Behind a mask you can be one  

of us, the people who have lived 

behind them for so long 

they have mistaken them 

for faces, disguising actual people. 

  

Here there are no names  

but functions; she's the cook,  

he’s the cleaner. Imagine  

what might happen if a maskless  

madman –  someone like you –  

ran wild through the streets, tearing off 

stranger’s masks and wearing them 

as though they were his.  

 

The world would be beautiful 

but nothing would get done. 

We’d sit in the park, remarking  

how lovely the snails look; how quietly  

they make love in the grass.

 

 

 

Crops

 

 

We knifed the grassy heads 

of the spring strawberries 

to cream-bathe after the lamb. 

 

But hours later, scraping fat 

into the pedal bin, 

I could still smell the summer fruit  

the same way I always smell  

the last days of summer: 

the sense of the year moving on,  

whether we would move 

or not.

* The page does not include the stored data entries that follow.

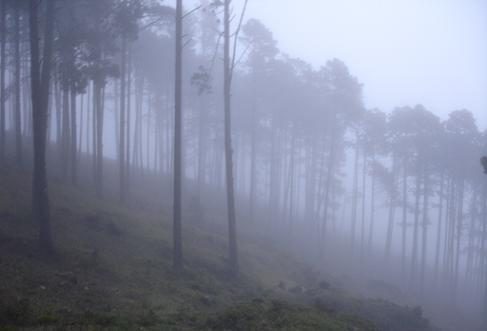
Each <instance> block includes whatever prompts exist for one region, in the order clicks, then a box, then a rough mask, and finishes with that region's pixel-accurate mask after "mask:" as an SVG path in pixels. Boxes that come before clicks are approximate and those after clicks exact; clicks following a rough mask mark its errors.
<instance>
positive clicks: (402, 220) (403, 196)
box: [401, 159, 408, 274]
mask: <svg viewBox="0 0 487 331" xmlns="http://www.w3.org/2000/svg"><path fill="white" fill-rule="evenodd" d="M402 163H403V167H404V168H403V178H402V221H401V224H402V229H401V230H402V231H401V271H402V273H403V274H404V272H406V236H407V226H408V223H407V222H408V170H407V159H404V160H403V162H402Z"/></svg>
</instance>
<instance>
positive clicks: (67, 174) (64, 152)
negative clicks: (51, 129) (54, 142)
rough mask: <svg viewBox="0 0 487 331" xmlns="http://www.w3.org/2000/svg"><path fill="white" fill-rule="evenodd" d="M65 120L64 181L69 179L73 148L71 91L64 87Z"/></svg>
mask: <svg viewBox="0 0 487 331" xmlns="http://www.w3.org/2000/svg"><path fill="white" fill-rule="evenodd" d="M62 93H63V120H62V125H63V126H62V135H61V144H62V153H61V165H62V174H63V180H66V179H67V178H68V173H69V163H70V162H69V161H70V153H69V151H70V146H71V137H70V128H69V124H70V121H69V90H68V89H67V88H66V87H64V89H63V92H62Z"/></svg>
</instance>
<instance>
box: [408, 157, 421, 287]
mask: <svg viewBox="0 0 487 331" xmlns="http://www.w3.org/2000/svg"><path fill="white" fill-rule="evenodd" d="M416 162H417V163H418V165H417V169H416V188H415V193H414V194H415V195H414V196H415V202H414V225H413V246H412V253H411V256H412V257H411V273H410V285H411V286H414V285H415V281H416V271H417V264H418V244H419V242H418V240H419V238H418V236H419V217H420V201H421V200H420V198H421V161H420V160H419V157H418V160H417V161H416Z"/></svg>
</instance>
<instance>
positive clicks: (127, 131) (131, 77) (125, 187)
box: [125, 46, 132, 198]
mask: <svg viewBox="0 0 487 331" xmlns="http://www.w3.org/2000/svg"><path fill="white" fill-rule="evenodd" d="M127 57H128V60H127V62H128V63H127V75H126V77H127V143H126V146H127V151H126V153H125V163H126V165H125V195H126V198H129V195H130V192H129V191H130V138H131V131H130V125H131V122H130V121H131V118H130V112H131V110H132V108H131V102H132V51H131V47H130V46H129V47H128V49H127Z"/></svg>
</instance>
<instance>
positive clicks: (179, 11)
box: [173, 0, 183, 269]
mask: <svg viewBox="0 0 487 331" xmlns="http://www.w3.org/2000/svg"><path fill="white" fill-rule="evenodd" d="M182 57H183V1H182V0H177V5H176V82H175V99H174V100H175V110H174V197H173V199H174V200H173V203H174V206H173V246H174V247H173V249H174V251H173V266H174V268H175V269H181V268H182V266H183V239H182V229H181V221H182V220H181V193H182V192H181V191H182V171H183V160H182V145H181V144H182V136H183V134H182V130H183V127H182V126H183V123H182V120H183V119H182V72H183V58H182Z"/></svg>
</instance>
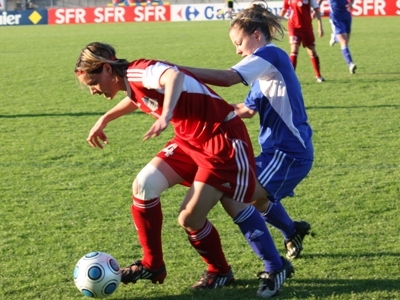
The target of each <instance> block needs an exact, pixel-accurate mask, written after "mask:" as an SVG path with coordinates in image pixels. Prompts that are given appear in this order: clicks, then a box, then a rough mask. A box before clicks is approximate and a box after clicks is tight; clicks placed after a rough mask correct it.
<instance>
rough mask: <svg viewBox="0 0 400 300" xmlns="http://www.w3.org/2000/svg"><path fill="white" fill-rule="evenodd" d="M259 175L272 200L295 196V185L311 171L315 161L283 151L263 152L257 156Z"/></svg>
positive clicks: (271, 199) (295, 186)
mask: <svg viewBox="0 0 400 300" xmlns="http://www.w3.org/2000/svg"><path fill="white" fill-rule="evenodd" d="M255 160H256V170H257V177H258V180H259V181H260V183H261V185H262V186H263V187H264V188H265V189H266V190H267V191H268V193H269V194H270V196H269V197H268V198H269V199H270V200H271V201H273V202H276V201H280V200H281V199H282V198H285V197H287V196H294V189H295V187H296V186H297V185H298V184H299V183H300V182H301V181H302V180H303V179H304V178H305V177H306V176H307V174H308V173H309V172H310V170H311V167H312V164H313V161H312V160H309V159H298V158H292V157H289V156H288V155H287V154H285V153H284V152H282V151H279V150H275V152H274V153H261V154H260V155H259V156H257V157H256V158H255Z"/></svg>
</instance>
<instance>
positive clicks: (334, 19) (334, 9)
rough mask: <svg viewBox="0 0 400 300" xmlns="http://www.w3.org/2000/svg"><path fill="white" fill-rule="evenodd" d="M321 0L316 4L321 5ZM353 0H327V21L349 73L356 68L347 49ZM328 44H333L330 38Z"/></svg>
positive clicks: (352, 70)
mask: <svg viewBox="0 0 400 300" xmlns="http://www.w3.org/2000/svg"><path fill="white" fill-rule="evenodd" d="M322 1H323V0H318V4H319V5H321V3H322ZM353 2H354V0H328V3H329V6H330V9H329V22H330V23H331V26H332V30H333V31H334V32H333V33H334V34H335V38H336V40H337V41H338V42H339V44H340V47H341V49H342V55H343V58H344V60H345V61H346V63H347V66H348V67H349V71H350V73H351V74H355V73H356V69H357V66H356V64H355V63H354V62H353V58H352V57H351V53H350V49H349V41H350V32H351V22H352V15H351V9H352V7H353ZM333 41H334V40H333ZM329 44H330V45H333V43H332V38H331V41H330V42H329Z"/></svg>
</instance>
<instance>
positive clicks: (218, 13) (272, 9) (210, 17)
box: [171, 0, 400, 21]
mask: <svg viewBox="0 0 400 300" xmlns="http://www.w3.org/2000/svg"><path fill="white" fill-rule="evenodd" d="M399 1H400V0H399ZM250 3H251V1H250V2H239V4H237V3H235V5H234V9H233V11H234V12H238V11H241V10H243V9H245V8H247V7H249V6H250ZM282 4H283V1H274V2H268V7H269V8H270V9H271V10H272V11H273V12H274V14H278V13H279V12H280V10H281V9H282ZM225 12H226V5H225V4H224V3H208V4H186V5H185V4H177V5H175V4H174V5H172V6H171V21H206V20H222V19H224V18H225V17H226V16H225Z"/></svg>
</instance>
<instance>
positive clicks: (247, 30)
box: [230, 0, 285, 41]
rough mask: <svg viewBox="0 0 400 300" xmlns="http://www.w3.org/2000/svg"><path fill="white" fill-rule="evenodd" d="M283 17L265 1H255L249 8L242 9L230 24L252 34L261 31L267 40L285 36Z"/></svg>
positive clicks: (279, 38) (247, 33)
mask: <svg viewBox="0 0 400 300" xmlns="http://www.w3.org/2000/svg"><path fill="white" fill-rule="evenodd" d="M281 19H282V18H281V17H279V16H276V15H274V14H273V13H272V11H270V10H269V9H268V5H267V3H266V2H265V1H262V0H257V1H253V2H252V4H251V5H250V7H249V8H246V9H244V10H242V11H240V12H239V13H238V14H237V15H236V18H235V19H234V20H232V22H231V24H230V30H231V29H232V28H235V29H239V30H243V31H244V32H245V33H247V34H252V33H253V32H254V31H255V30H258V31H260V32H261V33H262V34H263V35H264V36H265V38H266V40H267V41H272V40H279V39H280V38H282V37H283V36H284V33H285V28H284V27H283V26H282V24H281Z"/></svg>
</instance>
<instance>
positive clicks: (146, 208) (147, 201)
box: [131, 197, 164, 270]
mask: <svg viewBox="0 0 400 300" xmlns="http://www.w3.org/2000/svg"><path fill="white" fill-rule="evenodd" d="M131 212H132V218H133V222H134V223H135V227H136V230H137V232H138V238H139V243H140V245H141V246H142V249H143V259H142V264H143V265H144V266H145V267H146V268H148V269H150V270H158V269H159V268H160V267H161V266H162V265H163V264H164V260H163V252H162V242H161V230H162V220H163V215H162V211H161V203H160V198H155V199H151V200H147V201H145V200H140V199H137V198H135V197H133V204H132V207H131Z"/></svg>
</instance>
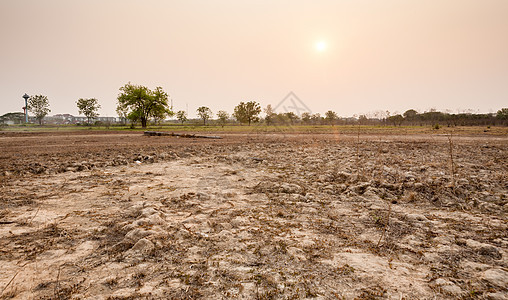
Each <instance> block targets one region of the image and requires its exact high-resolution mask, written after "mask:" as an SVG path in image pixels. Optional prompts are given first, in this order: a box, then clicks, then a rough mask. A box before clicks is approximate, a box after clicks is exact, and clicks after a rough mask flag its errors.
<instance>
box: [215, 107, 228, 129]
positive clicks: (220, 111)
mask: <svg viewBox="0 0 508 300" xmlns="http://www.w3.org/2000/svg"><path fill="white" fill-rule="evenodd" d="M217 118H218V119H219V123H220V125H221V126H222V128H224V125H226V122H227V121H228V119H229V114H228V112H227V111H224V110H219V111H218V112H217Z"/></svg>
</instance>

Sitting on a wooden bench,  

skin bared to the sun, admitting  

defeat as cause, not consequence. 

 

Acknowledging that the mystery  

will deepen as it always has,  

on cue. And we the mystified 

can do nothing but deepen 

beside it, though we sit forever 

on our unvarnished benches 

watching the earth watching us go, 

content that our passing will pass. 

 

Though only one of us  

will smell the spring strawberries  

assembling next year’s crop. 

 

 

 

Ian Mullins bales out from Liverpool, England. Collections include the ASD-themed Almost Human (Original Plus, 2017), Masks and Shadows (Wordcatcher, 2019), Take A Deep Breath (Dempsey & Windle, 2020), Dirty Sweet (Anxiety Press, 2023), Fear Of Falling Backwards (Cajun Mutt Press, 2023) and the movie-themed NightWatchMan (Alien Buddha Press, 2024.)